At AWS, I’m now in the Serverless organization, which in 2018 is big fun. Someone asked me to check out the work being done at the Cloud Native Computing Foundation (CNCF), particularly around CloudEvents. There’s been a particularly interesting argument going on around there that I think has useful lessons for anyone who cares about designing network protocols.
I’m naturally interested in Eventing because it’s central, not just to serverless computing, but to modern application construction in general. Events are a good way to think about a lot of different things: Actual events from the real world (“Garage door opened”), infrastructure happenings (“database failed over”), user activities (“Leila signed in”), or data movement (“Object 894t7 uploaded to bucket JXYT8-33”). Events are nice, particularly in well-designed modern apps, because among other things you can feed them to functions and drop them onto messaging queues.
My first project at AWS was CloudWatch Events, and one of the essential things about a CloudWatch Event is that it’s got a fixed JSON wrapper with a bunch of top-level fields that are guaranteed to be there. We never wrote down a formal spec but there’s a reasonably straightforward description here.
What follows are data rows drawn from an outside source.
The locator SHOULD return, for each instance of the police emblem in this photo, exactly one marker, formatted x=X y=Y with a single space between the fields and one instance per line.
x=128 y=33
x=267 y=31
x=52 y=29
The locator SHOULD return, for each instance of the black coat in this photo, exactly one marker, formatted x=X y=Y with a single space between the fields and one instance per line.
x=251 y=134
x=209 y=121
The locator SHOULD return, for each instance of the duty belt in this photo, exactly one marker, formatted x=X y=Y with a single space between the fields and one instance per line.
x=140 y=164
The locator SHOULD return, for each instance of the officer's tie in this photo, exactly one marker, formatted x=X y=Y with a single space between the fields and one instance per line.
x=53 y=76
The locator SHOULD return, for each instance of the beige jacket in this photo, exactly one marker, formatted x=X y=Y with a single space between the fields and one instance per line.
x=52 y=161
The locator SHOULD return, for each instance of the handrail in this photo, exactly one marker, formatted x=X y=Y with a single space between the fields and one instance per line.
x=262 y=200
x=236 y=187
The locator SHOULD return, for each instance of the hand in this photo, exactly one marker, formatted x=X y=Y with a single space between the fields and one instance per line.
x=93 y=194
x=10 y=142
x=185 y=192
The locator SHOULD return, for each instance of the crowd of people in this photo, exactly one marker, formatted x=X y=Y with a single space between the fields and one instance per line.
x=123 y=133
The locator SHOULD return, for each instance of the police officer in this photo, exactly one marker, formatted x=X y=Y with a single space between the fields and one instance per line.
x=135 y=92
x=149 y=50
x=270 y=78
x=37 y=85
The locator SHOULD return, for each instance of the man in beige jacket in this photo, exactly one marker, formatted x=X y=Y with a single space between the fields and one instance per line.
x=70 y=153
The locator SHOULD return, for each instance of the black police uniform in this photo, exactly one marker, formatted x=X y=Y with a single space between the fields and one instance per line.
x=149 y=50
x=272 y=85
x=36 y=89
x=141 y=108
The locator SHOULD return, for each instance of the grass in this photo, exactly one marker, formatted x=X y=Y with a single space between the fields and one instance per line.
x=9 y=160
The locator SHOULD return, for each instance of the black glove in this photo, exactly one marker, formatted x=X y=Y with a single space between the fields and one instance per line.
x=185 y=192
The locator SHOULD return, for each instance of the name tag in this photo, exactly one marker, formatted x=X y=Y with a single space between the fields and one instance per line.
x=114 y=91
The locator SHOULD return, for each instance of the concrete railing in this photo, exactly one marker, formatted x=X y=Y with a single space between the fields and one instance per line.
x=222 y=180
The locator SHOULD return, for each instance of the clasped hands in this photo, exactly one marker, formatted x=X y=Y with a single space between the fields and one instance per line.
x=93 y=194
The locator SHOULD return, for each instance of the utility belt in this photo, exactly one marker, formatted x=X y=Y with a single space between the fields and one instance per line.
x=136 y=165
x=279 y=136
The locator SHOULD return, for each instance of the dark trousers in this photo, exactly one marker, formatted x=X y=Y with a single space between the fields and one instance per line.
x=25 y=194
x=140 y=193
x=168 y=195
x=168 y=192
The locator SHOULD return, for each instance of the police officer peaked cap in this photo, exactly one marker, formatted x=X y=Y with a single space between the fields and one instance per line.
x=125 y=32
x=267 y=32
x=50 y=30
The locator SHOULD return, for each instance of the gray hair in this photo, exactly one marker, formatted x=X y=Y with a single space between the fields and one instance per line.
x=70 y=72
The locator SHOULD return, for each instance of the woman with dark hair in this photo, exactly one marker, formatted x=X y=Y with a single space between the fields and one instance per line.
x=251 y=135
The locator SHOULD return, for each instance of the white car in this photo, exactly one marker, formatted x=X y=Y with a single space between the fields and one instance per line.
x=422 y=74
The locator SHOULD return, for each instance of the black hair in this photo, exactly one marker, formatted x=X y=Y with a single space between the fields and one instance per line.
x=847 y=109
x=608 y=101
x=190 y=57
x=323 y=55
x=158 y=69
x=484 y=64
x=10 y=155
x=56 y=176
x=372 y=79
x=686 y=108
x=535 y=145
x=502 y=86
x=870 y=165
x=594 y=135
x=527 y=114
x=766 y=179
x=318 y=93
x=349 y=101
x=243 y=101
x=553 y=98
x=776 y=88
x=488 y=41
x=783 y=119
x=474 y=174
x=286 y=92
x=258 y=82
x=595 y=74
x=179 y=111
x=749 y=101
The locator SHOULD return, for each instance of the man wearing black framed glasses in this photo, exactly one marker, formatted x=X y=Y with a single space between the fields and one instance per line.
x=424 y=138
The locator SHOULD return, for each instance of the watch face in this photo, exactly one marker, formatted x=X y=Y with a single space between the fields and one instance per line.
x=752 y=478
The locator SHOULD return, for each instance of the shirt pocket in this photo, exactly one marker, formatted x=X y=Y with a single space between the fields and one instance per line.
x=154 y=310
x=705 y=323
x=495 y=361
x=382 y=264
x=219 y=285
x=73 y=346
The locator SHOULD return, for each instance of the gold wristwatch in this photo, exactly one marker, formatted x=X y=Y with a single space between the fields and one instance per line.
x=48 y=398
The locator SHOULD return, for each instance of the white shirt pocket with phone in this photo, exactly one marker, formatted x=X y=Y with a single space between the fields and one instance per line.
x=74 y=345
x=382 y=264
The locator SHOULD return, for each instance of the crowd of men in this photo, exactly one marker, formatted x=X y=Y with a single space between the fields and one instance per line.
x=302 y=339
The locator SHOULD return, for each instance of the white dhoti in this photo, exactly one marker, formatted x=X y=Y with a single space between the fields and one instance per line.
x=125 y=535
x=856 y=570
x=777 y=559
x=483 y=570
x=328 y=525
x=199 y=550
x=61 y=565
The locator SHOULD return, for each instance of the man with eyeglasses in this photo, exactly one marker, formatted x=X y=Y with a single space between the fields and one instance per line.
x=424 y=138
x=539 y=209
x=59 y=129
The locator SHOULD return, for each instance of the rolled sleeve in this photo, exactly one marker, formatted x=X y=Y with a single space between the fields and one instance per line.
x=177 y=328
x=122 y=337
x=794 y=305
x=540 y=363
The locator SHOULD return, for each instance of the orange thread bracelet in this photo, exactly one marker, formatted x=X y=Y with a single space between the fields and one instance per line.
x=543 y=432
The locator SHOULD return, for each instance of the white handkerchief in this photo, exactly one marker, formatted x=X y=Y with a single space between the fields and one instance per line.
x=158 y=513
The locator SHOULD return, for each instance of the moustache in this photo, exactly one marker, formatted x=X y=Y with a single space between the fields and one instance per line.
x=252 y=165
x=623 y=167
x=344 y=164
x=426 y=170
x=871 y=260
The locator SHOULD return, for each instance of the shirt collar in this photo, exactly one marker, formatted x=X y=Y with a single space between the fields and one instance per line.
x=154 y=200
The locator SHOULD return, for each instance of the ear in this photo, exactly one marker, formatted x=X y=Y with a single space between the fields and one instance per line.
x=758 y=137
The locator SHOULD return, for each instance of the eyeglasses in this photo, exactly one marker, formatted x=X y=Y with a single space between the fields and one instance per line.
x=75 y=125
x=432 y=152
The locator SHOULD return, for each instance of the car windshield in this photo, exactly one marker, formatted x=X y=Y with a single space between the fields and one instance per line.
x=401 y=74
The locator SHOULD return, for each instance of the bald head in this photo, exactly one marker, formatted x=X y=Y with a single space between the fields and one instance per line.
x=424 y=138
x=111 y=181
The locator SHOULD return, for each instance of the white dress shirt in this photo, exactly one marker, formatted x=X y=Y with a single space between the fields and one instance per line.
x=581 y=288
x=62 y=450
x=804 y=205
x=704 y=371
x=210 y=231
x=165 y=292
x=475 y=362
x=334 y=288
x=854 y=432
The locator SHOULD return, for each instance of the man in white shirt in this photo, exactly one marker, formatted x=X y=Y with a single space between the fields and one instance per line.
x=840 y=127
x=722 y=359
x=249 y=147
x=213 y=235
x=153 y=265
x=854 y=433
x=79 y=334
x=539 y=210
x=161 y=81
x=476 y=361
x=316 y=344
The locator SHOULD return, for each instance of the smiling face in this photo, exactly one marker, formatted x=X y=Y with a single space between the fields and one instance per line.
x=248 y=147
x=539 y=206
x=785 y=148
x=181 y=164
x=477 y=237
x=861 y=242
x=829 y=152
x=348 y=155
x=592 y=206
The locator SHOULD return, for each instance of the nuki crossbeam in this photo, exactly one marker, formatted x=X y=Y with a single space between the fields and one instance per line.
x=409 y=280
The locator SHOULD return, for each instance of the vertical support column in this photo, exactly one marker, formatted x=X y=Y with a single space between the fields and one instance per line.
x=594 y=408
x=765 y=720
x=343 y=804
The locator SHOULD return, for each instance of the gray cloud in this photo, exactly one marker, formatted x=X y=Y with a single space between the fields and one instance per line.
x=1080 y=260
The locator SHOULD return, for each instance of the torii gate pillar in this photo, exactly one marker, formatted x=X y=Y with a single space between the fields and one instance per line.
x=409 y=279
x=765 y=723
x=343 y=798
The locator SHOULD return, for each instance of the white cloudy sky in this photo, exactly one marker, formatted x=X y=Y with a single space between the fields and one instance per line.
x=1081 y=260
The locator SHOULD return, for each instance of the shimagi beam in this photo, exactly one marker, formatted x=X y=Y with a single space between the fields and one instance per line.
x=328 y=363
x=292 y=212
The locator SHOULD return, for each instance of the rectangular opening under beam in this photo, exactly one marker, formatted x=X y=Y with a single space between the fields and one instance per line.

CloudWatch events JSON objects, and that’s all they are; nothing fancy about them.
Evidence suggests those choices were good; the service has been pretty successful; loads and loads of customers doing all sorts of basic meat-and-potatoes automation, and then some pretty imaginative apps combining built-in and custom events. So, I have a lot of sympathy with the CNCF work.
CNCF CloudEvents have an abstract definition not tied to any data format, with the idea that there could be multiple different representations, although most examples and conversations still revolve around JSON.
The Pull Request ·
The problem is summed up Pull Request #277 and issue #294. It’s basically about whether it’s OK to put unknown fields not
defined in the spec (“extensions”) into the top level of a CloudEvent, or instead, banish them to an
container field. It’s not that crucial an issue and I can see both sides of it.
The argument being advanced in issue 294 and by Thomas Bouldin in Codelab: Versioning is Hard (aka the “SEF theorem”) is that if you allow adding “extensions” at the top level, that might break some software. In particular, it’s going to break anything that relies on Protocol Buffers (everyone says “protobufs”). Because they’re not textual and self-representing but binary and rely on an external schema to help software unpick the binary bits; and that doesn’t leave room for any old random new bits to be dropped into the top-level record.
It turns out that some organizations have bought into protobufs heavily; for the purposes of this discussion it doesn’t matter what their reasons were, or whether those reasons were good. So dealing with CloudEvents is going to be easier for them if they can rely on mapping back and forth between CloudEvents and JSON. Which they can’t if extraneous “extensions” might show up at the top level.
Lesson 1: The Internet isn’t abstract · I think the CloudEvents committee probably made a mistake when they went with the abstract-event formulation and the notion that it could have multiple representations. Because that’s not how the Internet works. The key RFCs that define the important protocols don’t talk about sending abstract messages back and forth, they describe actual real byte patterns that make up IP packets and HTTP headers and email addresses and DNS messages and message payloads in XML and JSON. And that’s as it should be.
Time after time, people have got the idea of sharing abstract objects across the Internet, and time after time it’s led to problems of one sort or another. There was a time when a lot of people thought that something like CORBA or DCOM or WCF would make objects-on-the-wire not only possible but straightforward, and free us from the tyranny of thinking about the bits and bytes in message formats. But as you may have noticed, those things are pretty well gone and the Web has outlived them; its klunky old ad-hoc tags and headers are how everything works, mostly.
To make this concrete: If CNCF had started out saying “A CloudEvents is a bag of bits which is a JSON Text” or “…which is a protobuf message”, well, issue #294 just wouldn’t ever have arisen. And neither choice would have been crazy.
Lesson 2: S, E, and F · Bouldin’s Versioning is Hard introduces the “SEF Theorem” where “S” is for Structured, by which he means “you need an external schema and you can’t just throw in extra fields”, “E” is for Extensible, i.e. you can go ahead and put in unannounced foreign fields without changing versions, and “F” is for Forward Compatible, which means you can add versions without breaking existing dependencies.
Given the choice, I’ll take “E” and “F” any day. When you’re pumping messages around the Internet between heterogeneous codebases built by people who don’t know each other, shit is gonna happen. That’s the whole basis of the Web: You can safely ignore an HTTP header or HTML tag you don’t understand, and nothing breaks. It’s great because it allows people to just try stuff out, and the useful stuff catches on while the bad ideas don’t break anything.
So what happened? · The committee took the trade-off I like. Which means you can extend CloudEvents pretty freely (good), but you can’t use protobufs and JSON interchangably and expect things to work (unfortunate). This way is less brittle but a little harder to deal with. Not gonna say that the right choice is a slam-dunk, but it is the right choice.